Il valore dell’amicizia nel costruire la storia

Per calcolare il valore dell’amicizia, sia nei nostri rapporti interpersonali, ma anche nella sua capacità di costruire positivamente fatti che possano incidere nella storia, con la S maiuscola, possiamo prendere spunto dal fatto che le grandi cose nella storia, spesso, sono state l’esito di un lavoro condiviso, di progetti costruiti insieme.

Così è stato per la nascita dell’Europa, non una strategia costruita a tavolino, ma il frutto di un sogno condiviso nell’amicizia di tre grandi statisti: Schuman, Adenauer e De Gasperi.

Eravamo negli anni ’50 del secolo scorso e questi tre leader segnarono una storia che continua ancora oggi: Robert Schuman, Ministro degli esteri francese, Konrad Adenauer, Cancelliere della Germania Ovest e Alcide De Gasperi, italiano, Presidente del Consiglio. In comune l’idea di un’Europa che sarebbe dovuta essere unita, dopo la tragedia della Seconda guerra mondiale, di un’Europa che avrebbe dovuto mettere da parte gli interessi nazionali a favore di un’ottica e di una casa comune.

Amicizia e realismo di tre uomini che intuirono che, solo mettendosi insieme, poteva nascere un progetto di pace duratura. Scriveva Schuman a De Gasperi nel 1950: “Ci siamo incontrati tardi nella vita ma la nostra amicizia è stata profonda e senza riserve. Vi eravamo, senza dubbio, predestinati in un momento in cui veniva definita una nuova politica per i nostri Paesi”.

Anche la ricerca scientifica, da sempre, racconta storie di scoperte condivise. Sempre nel secolo scorso, l’amicizia fu il cemento dei “Ragazzi di Via Panisperna”, il nome con cui è noto un gruppo di scienziati italiani, quasi tutti molto giovani (Edoardo Amaldi, Franco Rasetti, Emilio Segrè, Bruno Pontecorvo, Oscar D’Agostino, Ettore Majorana), con a capo Enrico Fermi.

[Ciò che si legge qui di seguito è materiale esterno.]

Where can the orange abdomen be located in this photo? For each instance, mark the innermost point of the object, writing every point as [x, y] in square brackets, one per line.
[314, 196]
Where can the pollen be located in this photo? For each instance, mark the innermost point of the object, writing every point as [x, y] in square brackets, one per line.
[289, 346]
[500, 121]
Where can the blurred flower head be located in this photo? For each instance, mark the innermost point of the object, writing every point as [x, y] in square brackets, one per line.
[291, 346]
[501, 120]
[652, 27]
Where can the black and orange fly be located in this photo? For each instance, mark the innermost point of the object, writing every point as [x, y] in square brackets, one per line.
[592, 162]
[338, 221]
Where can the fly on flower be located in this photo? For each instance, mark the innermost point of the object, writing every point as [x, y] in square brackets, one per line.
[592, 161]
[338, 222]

Negli anni trenta operarono presso il Regio istituto di fisica dell’Università di Roma, allora ubicato in via Panisperna n. 90, a due passi dalla Stazione Termini.

La loro principale scoperta fu la proprietà dei neutroni lenti, che diede avvio alla realizzazione del primo reattore nucleare e successivamente alla bomba atomica.

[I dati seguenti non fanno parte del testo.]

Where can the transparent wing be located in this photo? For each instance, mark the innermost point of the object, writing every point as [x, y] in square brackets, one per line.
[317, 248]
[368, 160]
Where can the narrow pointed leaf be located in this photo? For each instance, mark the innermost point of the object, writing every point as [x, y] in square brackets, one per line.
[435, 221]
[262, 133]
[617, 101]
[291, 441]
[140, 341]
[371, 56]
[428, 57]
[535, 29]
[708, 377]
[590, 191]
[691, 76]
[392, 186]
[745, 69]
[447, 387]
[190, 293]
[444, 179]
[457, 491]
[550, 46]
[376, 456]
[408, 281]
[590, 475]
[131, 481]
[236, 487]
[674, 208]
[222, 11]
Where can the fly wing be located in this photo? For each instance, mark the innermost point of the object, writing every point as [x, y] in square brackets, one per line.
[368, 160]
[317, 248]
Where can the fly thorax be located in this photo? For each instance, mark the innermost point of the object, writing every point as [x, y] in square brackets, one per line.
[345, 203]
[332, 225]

E in tempi più recenti Fabiola Gianotti, direttrice generale del Cern di Ginevra, così descrive il lavoro degli scienziati con cui condivide l’esperienza di ricerca: “Siamo animati dalla passione per la scienza, non dalla geopolitica. Da noi e con noi lavorano insieme scienziati israeliani, palestinesi e iraniani. La scienza è universale e unificante. La nostra vocazione è più cooperativa che competitiva”.

Stare da soli non ci fa bene: lo abbiamo sperimentato in questi anni di pandemia, lo abbiamo visto nella scuola, nel lavoro, nella famiglia. In fondo la scelta di allentare le relazioni, di fare “da soli”, è una grande presunzione: non avere bisogno degli altri, non avere più niente da imparare da nessuno. E allora perché perdere tempo a incontrarsi, a dialogare, a costruire insieme?

Ma da dove ripartire per una politica e una socialità diverse? Oggi che i grandi ideali, le esperienze e le “bandiere” storiche, si sono dissolti, possiamo continuare a rimpiangere ciò che non c’è più o, ancor peggio, cercare di rianimare ciò che è morto?

Oppure possiamo investire sull’unico fattore che è in grado di resistere sempre, perché è irriducibile: la passione per l’opera comune, l’amicizia con chi condivide il desiderio di una società a misura dei bisogni delle persone, la voglia di vedere il sorriso sul volto dei nostri amici e dei nostri figli.

Come ci ricordava De Gasperi: “La tendenza all’unità è una delle costanti della storia. Dapprima embrionali, appena abbozzati, gli aggregati umani entrano in contatto fino a formare un insieme più vasto e omogeneo poiché più la società umana si dilata più si sente unita”.

Parole più attuali che mai: per questo vale la pena investire ancora sulla possibilità di restare amici, di tessere relazioni che ci rendano più “umani”!